Even though every band member is in his forties, the guys maneuver through each track with the boldness and ferocity of younger musicians with something to prove, especially to the new generations they themselves inspired.
Drummer Ray Luzier’s drum parts, especially his insane 16th-note triplet drum work on “Next in Line,” and the ludicrous fills in “Out of You” — good Lord, the last one! — dive headlong into fusion territory. Scary.
The whole album is a treat for drummers who want a primer on how to play solid and fearlessly. With his splash cymbal work and unpredictability, Luzier is the closest thing metal has to Stewart Copeland of the Police.
Some other standouts are the spooky “The Hating,” “Die Yet Another Night,” whose main guitar riff is reminiscent of Goblin’s score for the horror movie “Suspiria,” and “Baby,” a throwback to the effect-driven chirp and squeak guitar work that Korn pioneered on the band’s first three albums. Heck, there’s even some turntable work in the song “Next in Line,” courtesy of Bakersfield’s own C-Minus.
But the most unique song, thematically and sonically, is “Take Me,” sung from the point of view of the drug to its user. It’s an inspired, stylistic move that proves this band isn’t finished innovating.
Producer Nick Raskulinecz (Foo Fighters, Ghost) works with all the sludge and fury of each song, miraculously balancing each element and wisely emphasizing the basics — vocals, guitars, drums. He leaves the ear candy just under the surface and provides the framework for the album’s aural cohesion.
Korn follows a formula perfected on “The Paradigm Shift” — riff/verse/huge chorus/repeat — but the new material is augmented with crazy breakdowns and unpredictable, experimental endings that incorporate wacky changes in tempo, key and feel.

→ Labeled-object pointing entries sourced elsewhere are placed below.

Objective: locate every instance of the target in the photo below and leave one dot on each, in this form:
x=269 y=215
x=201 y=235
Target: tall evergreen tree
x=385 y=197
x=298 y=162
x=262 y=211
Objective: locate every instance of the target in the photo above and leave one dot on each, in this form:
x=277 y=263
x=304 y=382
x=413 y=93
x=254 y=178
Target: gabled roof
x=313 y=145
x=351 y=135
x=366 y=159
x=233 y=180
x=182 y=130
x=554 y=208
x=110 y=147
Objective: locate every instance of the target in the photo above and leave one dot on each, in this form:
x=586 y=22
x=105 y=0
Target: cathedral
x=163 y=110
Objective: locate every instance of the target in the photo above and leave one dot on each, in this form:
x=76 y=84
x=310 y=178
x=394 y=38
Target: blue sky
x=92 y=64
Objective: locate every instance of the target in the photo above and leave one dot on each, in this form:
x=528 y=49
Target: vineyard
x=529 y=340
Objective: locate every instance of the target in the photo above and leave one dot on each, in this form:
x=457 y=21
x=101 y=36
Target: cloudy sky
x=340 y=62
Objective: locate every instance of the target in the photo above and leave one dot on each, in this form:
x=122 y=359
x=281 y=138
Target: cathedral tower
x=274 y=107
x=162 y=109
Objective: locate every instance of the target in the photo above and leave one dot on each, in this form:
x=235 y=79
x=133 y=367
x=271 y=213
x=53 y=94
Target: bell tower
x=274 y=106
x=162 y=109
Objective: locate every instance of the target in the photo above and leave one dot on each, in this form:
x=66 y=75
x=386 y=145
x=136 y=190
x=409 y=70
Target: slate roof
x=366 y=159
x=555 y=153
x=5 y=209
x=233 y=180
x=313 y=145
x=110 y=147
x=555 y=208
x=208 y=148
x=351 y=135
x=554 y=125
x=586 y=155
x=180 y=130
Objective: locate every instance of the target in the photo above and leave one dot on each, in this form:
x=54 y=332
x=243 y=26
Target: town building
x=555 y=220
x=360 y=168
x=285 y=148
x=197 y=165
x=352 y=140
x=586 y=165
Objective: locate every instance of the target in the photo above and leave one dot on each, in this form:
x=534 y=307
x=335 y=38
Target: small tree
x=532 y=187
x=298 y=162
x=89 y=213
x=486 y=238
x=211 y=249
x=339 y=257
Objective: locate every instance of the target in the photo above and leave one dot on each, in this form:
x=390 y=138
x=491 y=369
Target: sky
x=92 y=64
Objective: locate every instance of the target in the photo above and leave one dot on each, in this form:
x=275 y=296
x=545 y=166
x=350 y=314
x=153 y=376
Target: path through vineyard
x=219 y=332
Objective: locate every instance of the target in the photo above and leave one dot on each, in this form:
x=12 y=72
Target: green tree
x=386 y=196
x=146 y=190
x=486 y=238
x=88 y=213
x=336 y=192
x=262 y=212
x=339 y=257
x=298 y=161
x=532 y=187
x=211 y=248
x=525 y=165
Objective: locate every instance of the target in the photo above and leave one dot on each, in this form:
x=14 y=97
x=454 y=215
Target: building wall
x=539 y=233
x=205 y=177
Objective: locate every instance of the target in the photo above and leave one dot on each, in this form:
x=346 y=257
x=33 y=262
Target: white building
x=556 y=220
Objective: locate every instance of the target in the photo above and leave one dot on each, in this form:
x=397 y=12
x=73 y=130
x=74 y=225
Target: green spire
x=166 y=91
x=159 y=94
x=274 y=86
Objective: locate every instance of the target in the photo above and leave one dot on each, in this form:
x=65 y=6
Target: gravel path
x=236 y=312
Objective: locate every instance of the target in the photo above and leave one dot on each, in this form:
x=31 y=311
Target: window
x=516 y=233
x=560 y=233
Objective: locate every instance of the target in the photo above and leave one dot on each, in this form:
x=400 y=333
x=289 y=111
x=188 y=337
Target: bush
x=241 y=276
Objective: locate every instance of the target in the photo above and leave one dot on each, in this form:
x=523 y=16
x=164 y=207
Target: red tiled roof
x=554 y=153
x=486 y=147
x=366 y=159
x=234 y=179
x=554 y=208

Davis’ voice is the strongest it’s ever been, especially on “Rotting in Vain,” and the album is a return to the double-headed guitar juggernaut of Brian “Head” Welch and James “Munky” Shaffer. Even Reggie “Fieldy” Arvizu’s bass-playing is on full display.
The most powerful takeaway: This band has turned into a band again.
With “The Paradigm Shift,” the hometown heroes were finding their way after the return of Welch. But following three solid years of playing together, the band members are back in sync.
At 14 songs, “Serenity” could have used some whittling down, but fans might quibble, especially considering the band’s return to form
Nearly 20 years after the breakthrough “Follow the Leader,” Korn isn’t likely to make the same impact. But who cares?
Right now, there is no band in the world that does what Korn does.